The grains -- selected for quality and mostly from Kentucky -- are milled (ground into a fine, flour-like meal) and then cooked for a short period with the limestone-filtered water. During this time, enzymes in the malted barley magically (well... OK, chemically) convert the starches from the corn and rye into fermentable sugars. All this of course must happen at specific temperatures. At the precise time, yeast (each distiller claims his strain of yeast is best and the variety is a closely-guarded secret) is added -- along with part of a previous batch (called "setback") --
and the whole shootin' match -- now called mash -- is pumped into vats/tanks (some as large as 85,000 gallons!) where the fermenting then takes place. For perhaps as long as a week, the yeast chow down on the the sugar like there's no tomorrow, and there are two natural by-products: carbon dioxide and... alcohol! The resulting sour mash is about six to eight percent ABV (alcohol by volume) at this point.
The sour mash (so named for its level of acidity and an original formula likely supplied by Dr. James Crow more than 200 years ago) is pumped into what is called a beer still and the first stage in distilling begins. At this point, depending on the distiller and recipe, the mash can be separated from or left together with the other liquids. But the distilling process at this point ultimately separates the alcohol from the water; the used mash is either dried or not, and sold to farmers as animal feed... Nothing wasted here!
By now, the ABV has risen to about twenty to perhaps thirty percent. Now we're getting somewhere! The liquid is distilled again and the result is a product that is fifty to sixty percent (100 -120 proof) ABV and referred to as "high wine". A final distillation, creating an even cleaner and crisper result, delivers what is affectionately called "white dog" -- with the kick of a mule -- and up to 79% ABV or 158 proof. Remember that it must be distilled at less than 160 proof.

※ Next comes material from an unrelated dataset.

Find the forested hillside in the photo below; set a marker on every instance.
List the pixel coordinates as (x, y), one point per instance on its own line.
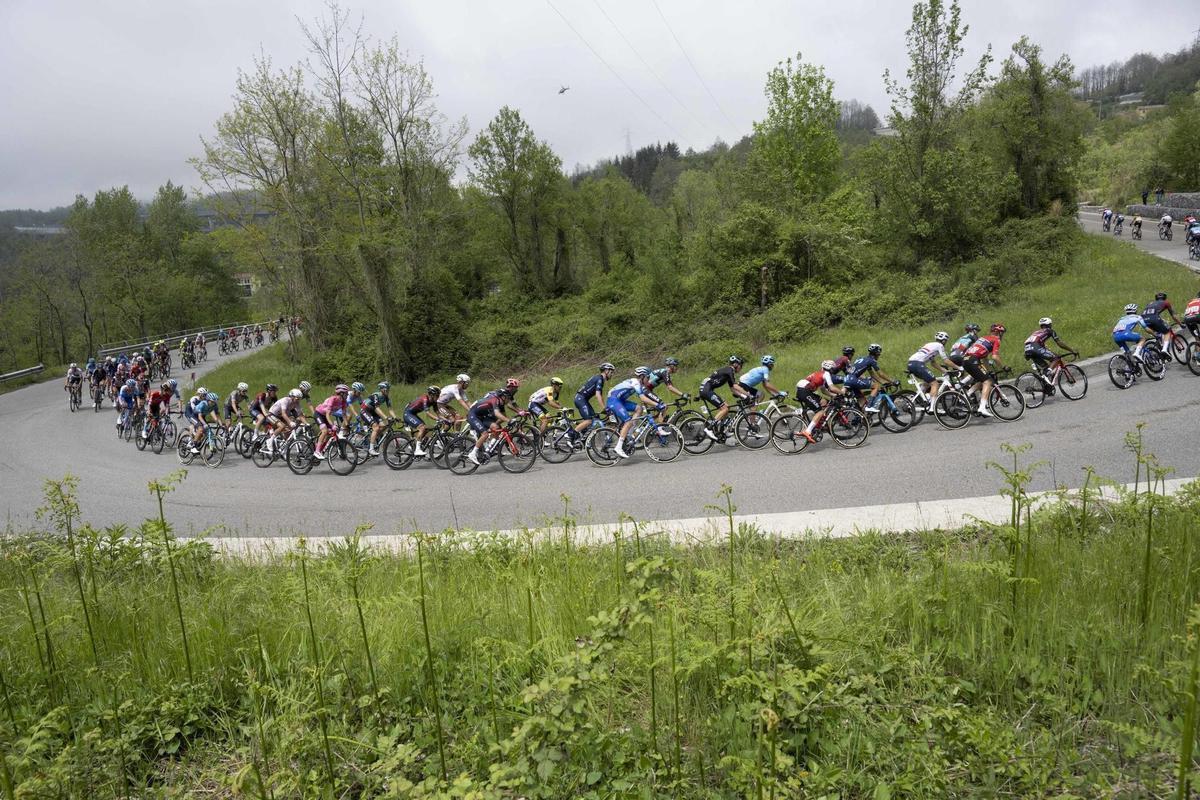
(412, 245)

The only thing left to do is to put the stuff into those nice, toasted/charred, American White Oak barrels, seal it in and... wait, for many years -- depending on the desired quality, color, character, taste and aromas that have been imparted to the bourbon while in the barrel. Each flavor originally supplied by the grains, the water, the yeast and the cooking and distillation processes, will now have time to age and mature. Each year, Kentucky experiences some extremes in temperature that cause the bourbon to move either into the oak during the hot summer months or back out of the wood during the cold winter months, each cycle causing the bourbon to achieve more and more of the nuances that come with age (isn't that what happens to all of us?) as it patiently awaits its final destination after bottling: your house.
One has to wait years before the final determination can be made, and all the while, some of the bourbon -- about two or three percent per year -- is continually evaporating into the surrounding environs of the warehouse and beyond. Known in the industry as "angel's share", it is forever lost. Surely, there are happy angels in heaven; they get to sample some of the best bourbon made! When deemed ready, the barrel-aged bourbon is often married with other barrels commensurate with the qualifications set forth by the master distiller, and cut with pure water to achieve the proper proof prior to bottling. Do yourself a favor and, at the very least, visit one of the many fine distilleries on the Bourbon Trail in Kentucky. You just might find yourself converted to a connoisseur of fine Kentucky Straight Bourbon Whisky... enjoy!